Gli sconvolgimenti della crosta terrestre sono tali da rendere estremamente complessa, da ogni punto di vista, l’individuazione di punti che possano essere considerabili come isolati per centinaia di migliaia di anni. Solo pensando al territorio italiano, nell’ultimo milione di anni sono stati vissuti episodi glaciali di notevole intensità, con l’avanzata dei ghiacciai alpini fino alle porte della Pianura Padana ed il sucessivo ritiro; il mare si è abbassato fino a 140 metri rispetto al livello attuale per poi risollevarsi nuovamente; le spinte della placca africana hanno fatto ruotare ampi settori dell’Italia peninsulare fino a 25°; l’attività vulcanica e quella erosivo-sedimentaria hanno apportato anch’esse numerose modificazioni alla struttura stessa della nostra penisola. Quale ambiente può dare garanzie di isolamento per un milione di anni?

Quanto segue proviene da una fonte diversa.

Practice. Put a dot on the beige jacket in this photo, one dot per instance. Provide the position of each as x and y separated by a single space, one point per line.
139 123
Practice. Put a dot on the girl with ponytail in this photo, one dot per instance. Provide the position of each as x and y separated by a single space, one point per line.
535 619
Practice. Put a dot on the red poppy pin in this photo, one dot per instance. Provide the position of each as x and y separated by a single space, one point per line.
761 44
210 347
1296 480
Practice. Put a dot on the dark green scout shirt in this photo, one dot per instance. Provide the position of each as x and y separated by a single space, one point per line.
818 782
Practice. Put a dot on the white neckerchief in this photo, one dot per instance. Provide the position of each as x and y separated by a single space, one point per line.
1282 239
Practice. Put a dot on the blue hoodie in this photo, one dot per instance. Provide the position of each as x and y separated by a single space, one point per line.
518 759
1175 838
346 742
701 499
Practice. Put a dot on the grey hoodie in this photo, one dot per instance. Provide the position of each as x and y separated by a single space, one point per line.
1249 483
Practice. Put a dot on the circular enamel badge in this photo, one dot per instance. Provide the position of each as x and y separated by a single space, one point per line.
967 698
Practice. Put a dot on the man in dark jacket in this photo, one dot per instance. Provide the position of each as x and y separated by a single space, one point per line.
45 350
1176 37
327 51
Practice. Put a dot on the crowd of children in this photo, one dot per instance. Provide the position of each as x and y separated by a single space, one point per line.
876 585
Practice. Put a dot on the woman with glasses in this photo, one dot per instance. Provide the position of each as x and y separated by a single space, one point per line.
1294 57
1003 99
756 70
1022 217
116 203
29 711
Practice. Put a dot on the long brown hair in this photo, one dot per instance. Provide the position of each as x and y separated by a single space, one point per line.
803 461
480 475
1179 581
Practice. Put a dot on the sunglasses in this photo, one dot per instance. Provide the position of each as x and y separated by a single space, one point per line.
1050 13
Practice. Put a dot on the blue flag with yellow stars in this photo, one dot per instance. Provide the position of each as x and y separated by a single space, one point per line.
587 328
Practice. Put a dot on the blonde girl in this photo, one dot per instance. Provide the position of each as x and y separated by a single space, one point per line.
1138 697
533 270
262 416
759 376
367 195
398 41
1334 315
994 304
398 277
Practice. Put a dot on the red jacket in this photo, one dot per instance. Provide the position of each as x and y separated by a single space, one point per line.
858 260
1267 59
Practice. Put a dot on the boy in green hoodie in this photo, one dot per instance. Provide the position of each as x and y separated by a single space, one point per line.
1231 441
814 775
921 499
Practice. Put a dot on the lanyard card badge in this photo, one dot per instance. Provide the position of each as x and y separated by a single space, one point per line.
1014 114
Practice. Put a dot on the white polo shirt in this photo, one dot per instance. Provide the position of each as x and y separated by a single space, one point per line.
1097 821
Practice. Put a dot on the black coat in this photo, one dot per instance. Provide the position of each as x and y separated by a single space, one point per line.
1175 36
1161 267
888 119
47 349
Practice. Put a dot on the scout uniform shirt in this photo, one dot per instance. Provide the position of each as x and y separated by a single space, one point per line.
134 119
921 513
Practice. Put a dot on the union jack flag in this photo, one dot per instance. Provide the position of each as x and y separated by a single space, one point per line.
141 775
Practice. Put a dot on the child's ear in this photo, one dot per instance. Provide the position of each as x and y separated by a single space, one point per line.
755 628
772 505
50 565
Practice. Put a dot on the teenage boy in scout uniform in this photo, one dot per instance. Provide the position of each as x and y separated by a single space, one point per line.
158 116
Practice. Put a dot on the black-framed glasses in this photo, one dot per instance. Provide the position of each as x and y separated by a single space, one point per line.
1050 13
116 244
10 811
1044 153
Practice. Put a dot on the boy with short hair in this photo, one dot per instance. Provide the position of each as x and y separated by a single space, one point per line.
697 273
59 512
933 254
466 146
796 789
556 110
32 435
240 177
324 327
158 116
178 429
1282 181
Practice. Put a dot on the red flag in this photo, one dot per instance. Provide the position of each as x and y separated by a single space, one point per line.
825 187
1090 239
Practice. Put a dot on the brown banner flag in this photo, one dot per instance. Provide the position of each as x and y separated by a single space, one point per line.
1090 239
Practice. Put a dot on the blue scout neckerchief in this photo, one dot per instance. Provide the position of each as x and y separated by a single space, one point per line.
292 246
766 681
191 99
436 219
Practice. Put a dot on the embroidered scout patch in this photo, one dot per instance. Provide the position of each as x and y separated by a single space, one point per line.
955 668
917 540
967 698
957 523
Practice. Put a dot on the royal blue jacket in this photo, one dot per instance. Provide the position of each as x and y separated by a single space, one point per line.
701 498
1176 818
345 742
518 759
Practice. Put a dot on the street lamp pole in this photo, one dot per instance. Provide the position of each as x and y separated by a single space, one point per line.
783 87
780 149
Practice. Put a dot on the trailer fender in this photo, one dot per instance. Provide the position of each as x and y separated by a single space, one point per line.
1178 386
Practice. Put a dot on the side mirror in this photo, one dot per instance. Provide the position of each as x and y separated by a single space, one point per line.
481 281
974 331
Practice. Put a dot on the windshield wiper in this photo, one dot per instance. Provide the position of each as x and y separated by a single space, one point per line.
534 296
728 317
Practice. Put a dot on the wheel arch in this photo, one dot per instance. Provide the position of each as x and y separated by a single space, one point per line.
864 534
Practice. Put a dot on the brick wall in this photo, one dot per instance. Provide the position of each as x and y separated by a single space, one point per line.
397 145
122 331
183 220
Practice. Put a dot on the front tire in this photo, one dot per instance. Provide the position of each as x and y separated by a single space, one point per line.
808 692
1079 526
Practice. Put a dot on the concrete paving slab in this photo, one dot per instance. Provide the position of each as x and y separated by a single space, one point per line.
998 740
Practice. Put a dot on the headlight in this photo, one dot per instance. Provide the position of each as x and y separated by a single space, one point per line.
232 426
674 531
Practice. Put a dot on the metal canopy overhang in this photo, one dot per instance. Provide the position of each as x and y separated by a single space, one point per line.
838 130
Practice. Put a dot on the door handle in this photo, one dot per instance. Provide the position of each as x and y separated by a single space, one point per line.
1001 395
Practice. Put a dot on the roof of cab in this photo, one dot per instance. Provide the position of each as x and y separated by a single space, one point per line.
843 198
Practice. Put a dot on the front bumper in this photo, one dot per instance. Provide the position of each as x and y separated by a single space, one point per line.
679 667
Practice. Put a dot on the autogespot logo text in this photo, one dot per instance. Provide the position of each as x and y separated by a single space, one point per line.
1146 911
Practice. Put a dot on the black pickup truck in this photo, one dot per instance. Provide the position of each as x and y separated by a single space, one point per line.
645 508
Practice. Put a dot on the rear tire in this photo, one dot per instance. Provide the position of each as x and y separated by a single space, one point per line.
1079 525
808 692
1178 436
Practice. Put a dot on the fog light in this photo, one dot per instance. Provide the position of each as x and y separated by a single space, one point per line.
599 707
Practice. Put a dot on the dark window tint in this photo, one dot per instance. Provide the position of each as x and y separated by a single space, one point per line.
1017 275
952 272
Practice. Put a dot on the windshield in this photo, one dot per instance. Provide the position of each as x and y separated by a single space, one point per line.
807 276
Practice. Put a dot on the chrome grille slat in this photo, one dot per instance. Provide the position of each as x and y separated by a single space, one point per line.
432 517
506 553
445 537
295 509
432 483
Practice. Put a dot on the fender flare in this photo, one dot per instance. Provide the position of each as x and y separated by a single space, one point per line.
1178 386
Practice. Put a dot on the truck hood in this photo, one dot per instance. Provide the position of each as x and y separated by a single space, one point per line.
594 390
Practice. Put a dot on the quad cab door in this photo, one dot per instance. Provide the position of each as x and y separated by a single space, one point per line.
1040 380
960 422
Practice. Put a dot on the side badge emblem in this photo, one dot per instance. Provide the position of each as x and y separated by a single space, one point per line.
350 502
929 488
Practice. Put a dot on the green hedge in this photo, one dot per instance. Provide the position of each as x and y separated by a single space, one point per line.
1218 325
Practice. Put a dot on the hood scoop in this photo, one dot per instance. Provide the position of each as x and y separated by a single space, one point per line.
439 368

Se la pericolosità delle scorie è la radioattività, allora trasformarle in elementi non radioattivi – magari sfruttando l’energia prodotta nel caso di elementi fissili – dovrebbe essere la soluzione ideale per eliminare una volta per tutte il problema. Il riprocessamento consiste nella separazione, per via chimica, dei materiali che compongono il combustibile esausto, parte del quale risulta essere riutilizzabile per nuove fissioni nucleari. Le tipologie e le quantità di materiali riprocessabili dipendono dalla tecnologia a disposizione nelle nuove centrali. Il riprocessamento è un procedimento estremamente oneroso dal punto di vista economico, oltre che pericoloso; molti Paesi, tra cui gli USA, hanno deciso di non riprocessare le scorie delle proprie centrali.

Attraverso il riprocessamento è possibile gestire gli isotopi dell’uranio presenti nelle scorie già con le normali centrali nucleari. Tali elementi però sono anche i meno problematici a livello di immagazzinamento, in quanto i loro tempi di decadimento, per quanto lunghi, sono decisamente irrisori rispetto a quelli degli elementi transuranici. Questi ultimi hanno inoltre l’ulteriore problema di non essere, in genere, fissili, e quindi di poter essere spaccati in altri elementi – dalla radioattività più bassa e con tempi di dimezzamenti inferiori – solo da particelle ad alta energia, come quelle emesse da un ciclotrone. Tale soluzione diventa però estremamente onerosa sia da punto di vista economico che da quello energetico, diventando di fatto inattuabile. È attualmente in fase di studio un sistema che accoppia fusione deuterio-trizio e fissione in modo da generare tramite la prima neutroni ad altissima energia in grado di provocare la fissione: in questo caso anche gli elementi transuranici potrebbero essere utilizzati; se tale tecnologia riuscirà a superare gli attuali problemi tecnologici – quanto costa un ciclotrone ad alta intensità? Quanti protoni accelerati colpiscono nuclei pesanti e quanti perdono la loro energia con altri processi? – allora si avrà realmente a disposizione una maniera di trattazione delle scorie nucleari più pericolose. L’altra faccia della medaglia è che un simile impianto, almeno allo stato attuale delle conoscenze, renderà l’energia nucleare una fonte estremamente costosa e sicuramente sconveniente rispetto alle fonti rinnovabili o al gas naturale.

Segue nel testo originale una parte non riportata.